Wird man Sie bald einmal in der Schweiz kämpfen sehen?

Ende September werde ich beim «Rajadamnern Switzerland»-Event in Bern kämpfen und somit für ein paar Wochen zurück in die Schweiz kommen. Ich bin immer noch eng verbunden mit dem Wing-Thai-Gym in Bümpliz und stehe in regelmässigem Kontakt mit meinem Coach Franz Schmutz und den Leuten aus dem Gym, welche mittlerweile zu meinem engsten Umfeld gehören.
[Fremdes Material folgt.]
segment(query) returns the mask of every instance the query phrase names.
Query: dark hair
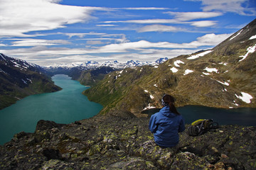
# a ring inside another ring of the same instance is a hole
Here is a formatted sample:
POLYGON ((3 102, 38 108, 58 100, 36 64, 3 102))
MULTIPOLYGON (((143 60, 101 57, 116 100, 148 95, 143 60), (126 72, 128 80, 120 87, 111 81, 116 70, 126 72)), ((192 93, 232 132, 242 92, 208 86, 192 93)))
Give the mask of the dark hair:
POLYGON ((170 110, 172 113, 174 113, 176 115, 180 115, 180 113, 177 111, 177 109, 174 106, 175 99, 173 96, 171 96, 171 95, 169 95, 169 94, 165 94, 165 95, 164 95, 161 101, 162 101, 162 105, 164 106, 169 105, 170 107, 170 110))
Internationaler Muay-Thai-Event erstmals in Bern
Der Plakat-Entwurf zum grossen Rajadamnern-Switzerland-Event kursiert bereits im Internet. Tim Schlapbach wird am 26. September Leroy Luperón, World Champion der Mittelgewichsklasse, herausfordern. Schlapbachs langjähriger Coach Franz Schmutz erklärt, wie es gelungen ist, den grossen Muay-Thai-Event nach Bern zu holen: «Ich kenne seit vielen Jahren den Schweizer Rajadamnern-Weltergewicht-Champion Daniel Rodriguez, der zusammen mit Tim Schlapbach in Bangkok im «Superbon Training Camp» trainiert. Seinem Trainer Dado Irmici ist es zu verdanken, dass nun Ende September in der Sporthalle Wankdorf Bern der Rajadamnern Switzerland über die Bühne gehen wird. Alle namhaften Promoter aus Thailand werden anreisen und man wird sehen, ob der Muay-Thai-Event künftig regelmässig in der Schweiz durchgeführt wird.»